一方、美咲は緊張で周りの音が聞こえないくらいだった。
鞄の中には最後の招待券。
一番の難関とは彼のことである。
「あの………」
「そういや、もうすぐ文化祭だな」
美咲は肩を震わせた。
何の悪びれも無く、彼はペラペラと語る。
「俺のクラス劇やるらしくてさ、石の役とかやりたいつったら駄目っていわれたんだ」
「当たり前でしょ。幼稚園の演劇会じゃないのよ」
「めんどくさいなぁ。挙げ句の果てに体育祭。あんたは?文化祭は?」
美咲はもう死にそうなほど緊張していた。
「べべ、別に?!甘味喫茶とか………大したことじゃないわ!」
ここで招待券を渡せば良いものを、美咲はそれどころか話題を変えた。
「ぁ暑いし、お茶しましょうか」
「遅いから飯でもいんじゃない?それともやっぱ寮食?」
「ご飯でもいいわ。
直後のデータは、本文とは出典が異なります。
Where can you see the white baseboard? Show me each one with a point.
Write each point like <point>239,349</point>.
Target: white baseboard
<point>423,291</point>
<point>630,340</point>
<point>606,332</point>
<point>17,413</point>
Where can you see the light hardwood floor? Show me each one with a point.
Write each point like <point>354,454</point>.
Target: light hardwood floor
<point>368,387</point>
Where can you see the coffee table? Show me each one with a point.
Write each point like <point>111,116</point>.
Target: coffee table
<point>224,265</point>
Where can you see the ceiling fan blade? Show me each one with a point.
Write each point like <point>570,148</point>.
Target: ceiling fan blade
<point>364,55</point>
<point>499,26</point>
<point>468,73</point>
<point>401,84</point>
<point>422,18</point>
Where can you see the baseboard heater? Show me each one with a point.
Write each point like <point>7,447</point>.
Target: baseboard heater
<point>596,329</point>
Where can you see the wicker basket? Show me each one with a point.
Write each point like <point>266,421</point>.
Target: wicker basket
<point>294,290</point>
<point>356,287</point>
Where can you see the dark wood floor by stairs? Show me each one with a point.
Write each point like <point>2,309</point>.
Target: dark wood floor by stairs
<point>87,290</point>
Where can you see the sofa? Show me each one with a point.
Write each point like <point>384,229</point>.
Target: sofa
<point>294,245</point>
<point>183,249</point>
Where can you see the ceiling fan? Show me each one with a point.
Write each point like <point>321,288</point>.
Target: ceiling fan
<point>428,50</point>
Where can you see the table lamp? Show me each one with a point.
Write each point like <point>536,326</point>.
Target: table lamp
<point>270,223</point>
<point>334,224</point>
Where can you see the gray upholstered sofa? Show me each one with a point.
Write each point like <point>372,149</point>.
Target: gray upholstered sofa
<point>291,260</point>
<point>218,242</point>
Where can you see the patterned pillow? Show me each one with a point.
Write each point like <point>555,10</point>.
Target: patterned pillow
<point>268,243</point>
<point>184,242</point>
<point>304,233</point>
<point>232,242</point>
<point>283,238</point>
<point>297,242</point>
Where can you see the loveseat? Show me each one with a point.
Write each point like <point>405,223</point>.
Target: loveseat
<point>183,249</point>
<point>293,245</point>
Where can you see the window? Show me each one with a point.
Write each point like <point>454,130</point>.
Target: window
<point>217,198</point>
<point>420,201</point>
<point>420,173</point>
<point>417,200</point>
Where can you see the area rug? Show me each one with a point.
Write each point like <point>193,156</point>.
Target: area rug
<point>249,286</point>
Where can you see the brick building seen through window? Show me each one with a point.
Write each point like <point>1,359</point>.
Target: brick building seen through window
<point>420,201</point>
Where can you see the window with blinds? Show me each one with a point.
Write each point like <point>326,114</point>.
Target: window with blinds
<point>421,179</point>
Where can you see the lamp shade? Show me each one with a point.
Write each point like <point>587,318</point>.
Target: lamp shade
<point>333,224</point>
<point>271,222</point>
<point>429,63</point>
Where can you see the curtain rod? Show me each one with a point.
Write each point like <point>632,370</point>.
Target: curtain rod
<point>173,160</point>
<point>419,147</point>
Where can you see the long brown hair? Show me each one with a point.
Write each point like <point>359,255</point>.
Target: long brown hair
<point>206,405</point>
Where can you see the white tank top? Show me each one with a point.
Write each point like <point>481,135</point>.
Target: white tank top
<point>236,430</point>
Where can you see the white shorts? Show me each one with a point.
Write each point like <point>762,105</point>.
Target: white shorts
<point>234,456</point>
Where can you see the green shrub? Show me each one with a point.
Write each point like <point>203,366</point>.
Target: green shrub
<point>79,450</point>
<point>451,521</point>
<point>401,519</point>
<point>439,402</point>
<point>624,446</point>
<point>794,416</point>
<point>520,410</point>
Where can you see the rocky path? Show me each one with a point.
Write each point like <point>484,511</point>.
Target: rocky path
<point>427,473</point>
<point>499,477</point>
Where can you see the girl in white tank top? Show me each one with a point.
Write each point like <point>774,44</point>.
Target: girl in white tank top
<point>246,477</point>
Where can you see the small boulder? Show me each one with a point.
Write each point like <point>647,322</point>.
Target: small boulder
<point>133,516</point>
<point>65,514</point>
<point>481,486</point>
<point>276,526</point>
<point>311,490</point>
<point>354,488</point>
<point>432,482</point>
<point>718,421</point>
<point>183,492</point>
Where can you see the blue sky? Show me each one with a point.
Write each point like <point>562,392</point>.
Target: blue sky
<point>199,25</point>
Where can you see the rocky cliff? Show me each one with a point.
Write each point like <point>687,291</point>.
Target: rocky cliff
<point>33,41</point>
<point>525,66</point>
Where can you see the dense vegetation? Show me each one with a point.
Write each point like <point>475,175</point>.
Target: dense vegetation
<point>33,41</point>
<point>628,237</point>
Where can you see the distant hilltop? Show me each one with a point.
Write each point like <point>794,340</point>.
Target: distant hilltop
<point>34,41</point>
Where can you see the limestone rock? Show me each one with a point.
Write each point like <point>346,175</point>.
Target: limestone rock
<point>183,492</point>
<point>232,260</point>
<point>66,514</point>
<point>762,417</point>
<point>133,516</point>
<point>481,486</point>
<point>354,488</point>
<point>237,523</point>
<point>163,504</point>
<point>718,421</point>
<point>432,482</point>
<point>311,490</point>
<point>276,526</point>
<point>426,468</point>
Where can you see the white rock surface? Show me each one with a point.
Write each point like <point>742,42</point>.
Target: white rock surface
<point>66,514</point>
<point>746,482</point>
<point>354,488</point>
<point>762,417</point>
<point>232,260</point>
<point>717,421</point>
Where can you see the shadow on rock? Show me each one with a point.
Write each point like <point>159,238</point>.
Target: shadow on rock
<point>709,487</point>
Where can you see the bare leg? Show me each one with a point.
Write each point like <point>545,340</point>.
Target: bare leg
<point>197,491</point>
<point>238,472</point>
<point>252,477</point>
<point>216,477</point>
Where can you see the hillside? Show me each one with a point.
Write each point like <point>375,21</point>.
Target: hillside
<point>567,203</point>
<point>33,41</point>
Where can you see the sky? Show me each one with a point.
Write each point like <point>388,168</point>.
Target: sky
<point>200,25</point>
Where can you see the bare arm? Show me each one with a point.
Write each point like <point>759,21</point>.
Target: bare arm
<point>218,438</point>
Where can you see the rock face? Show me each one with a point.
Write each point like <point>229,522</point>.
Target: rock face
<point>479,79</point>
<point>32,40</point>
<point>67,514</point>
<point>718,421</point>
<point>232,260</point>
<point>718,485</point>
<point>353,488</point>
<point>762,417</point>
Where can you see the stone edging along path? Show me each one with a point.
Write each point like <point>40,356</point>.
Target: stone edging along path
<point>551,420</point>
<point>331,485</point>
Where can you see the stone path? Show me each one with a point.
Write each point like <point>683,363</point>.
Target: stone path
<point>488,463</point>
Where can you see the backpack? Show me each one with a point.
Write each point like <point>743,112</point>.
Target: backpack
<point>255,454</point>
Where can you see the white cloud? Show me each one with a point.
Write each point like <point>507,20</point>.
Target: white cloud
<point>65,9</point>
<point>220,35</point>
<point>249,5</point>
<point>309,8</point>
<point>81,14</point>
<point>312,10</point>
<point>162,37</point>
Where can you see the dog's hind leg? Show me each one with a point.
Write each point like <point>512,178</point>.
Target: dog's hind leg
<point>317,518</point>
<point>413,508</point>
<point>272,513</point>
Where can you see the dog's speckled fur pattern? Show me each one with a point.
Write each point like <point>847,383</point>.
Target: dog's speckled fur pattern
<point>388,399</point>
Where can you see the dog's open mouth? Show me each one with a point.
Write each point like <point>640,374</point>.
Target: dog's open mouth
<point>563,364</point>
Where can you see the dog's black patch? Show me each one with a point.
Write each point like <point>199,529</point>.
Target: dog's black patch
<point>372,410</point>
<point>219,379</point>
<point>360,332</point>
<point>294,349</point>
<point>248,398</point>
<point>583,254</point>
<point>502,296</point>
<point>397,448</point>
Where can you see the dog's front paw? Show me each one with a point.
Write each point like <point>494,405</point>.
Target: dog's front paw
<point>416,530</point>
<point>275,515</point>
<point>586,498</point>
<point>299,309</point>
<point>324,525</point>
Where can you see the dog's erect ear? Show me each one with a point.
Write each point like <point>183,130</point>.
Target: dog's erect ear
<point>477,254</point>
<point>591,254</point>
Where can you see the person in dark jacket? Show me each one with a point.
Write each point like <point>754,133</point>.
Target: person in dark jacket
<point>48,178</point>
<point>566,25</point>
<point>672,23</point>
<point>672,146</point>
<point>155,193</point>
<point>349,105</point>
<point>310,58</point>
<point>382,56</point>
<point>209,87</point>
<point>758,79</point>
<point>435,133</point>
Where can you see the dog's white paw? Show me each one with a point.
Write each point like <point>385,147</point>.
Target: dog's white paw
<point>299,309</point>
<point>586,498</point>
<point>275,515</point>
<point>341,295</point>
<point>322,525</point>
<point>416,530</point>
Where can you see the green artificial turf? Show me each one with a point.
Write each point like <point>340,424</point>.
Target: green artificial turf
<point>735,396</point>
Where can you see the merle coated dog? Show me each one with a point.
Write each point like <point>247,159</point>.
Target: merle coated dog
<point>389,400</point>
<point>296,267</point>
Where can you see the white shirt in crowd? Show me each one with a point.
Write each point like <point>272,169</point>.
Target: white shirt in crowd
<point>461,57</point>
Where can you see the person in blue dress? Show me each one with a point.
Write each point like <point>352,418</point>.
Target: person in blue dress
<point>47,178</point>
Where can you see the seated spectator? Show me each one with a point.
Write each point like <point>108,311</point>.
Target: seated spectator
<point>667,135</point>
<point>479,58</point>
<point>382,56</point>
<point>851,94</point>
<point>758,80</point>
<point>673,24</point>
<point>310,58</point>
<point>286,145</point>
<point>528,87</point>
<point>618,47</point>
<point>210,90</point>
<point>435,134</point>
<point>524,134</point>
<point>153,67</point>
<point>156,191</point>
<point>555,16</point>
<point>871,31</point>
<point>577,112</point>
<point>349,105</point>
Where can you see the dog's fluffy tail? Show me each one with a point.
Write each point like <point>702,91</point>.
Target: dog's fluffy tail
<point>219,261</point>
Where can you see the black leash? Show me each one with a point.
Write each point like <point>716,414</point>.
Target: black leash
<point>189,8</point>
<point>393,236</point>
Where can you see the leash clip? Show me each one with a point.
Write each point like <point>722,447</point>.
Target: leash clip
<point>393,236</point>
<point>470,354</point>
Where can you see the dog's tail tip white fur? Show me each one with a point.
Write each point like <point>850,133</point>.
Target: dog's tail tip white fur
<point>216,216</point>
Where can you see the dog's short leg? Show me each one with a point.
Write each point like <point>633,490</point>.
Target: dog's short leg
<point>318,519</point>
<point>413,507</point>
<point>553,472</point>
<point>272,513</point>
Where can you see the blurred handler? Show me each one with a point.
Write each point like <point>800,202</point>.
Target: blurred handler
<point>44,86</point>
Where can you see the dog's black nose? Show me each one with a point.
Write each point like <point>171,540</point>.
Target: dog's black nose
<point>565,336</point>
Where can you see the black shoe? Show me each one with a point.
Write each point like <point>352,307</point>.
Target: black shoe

ただしワンコインで」
お嬢様としてはアウトだが、普通の高校生の意見だった。
しかし、襟澤がおもむろに財布の中身を確認した。
「いや、外の晩飯をワンコインは厳しいだろ。奢るから付き合ってよ」
「奢るのは無し!」
と言いつつ、美咲の所持金、本当に金色のワンコイン。
「お嬢様でしょ?」と問いかけたくなるくらいの所持金である。
「う…………」
「ほら、行くよ」
「ちょっと!」
襟澤が美咲の手を握り、足早に歩き出した。
途中で美咲は握られた手を払い、襟澤の半歩後ろを歩いた。
さて、美咲歩海は招待券を渡す事ができるのだろうか。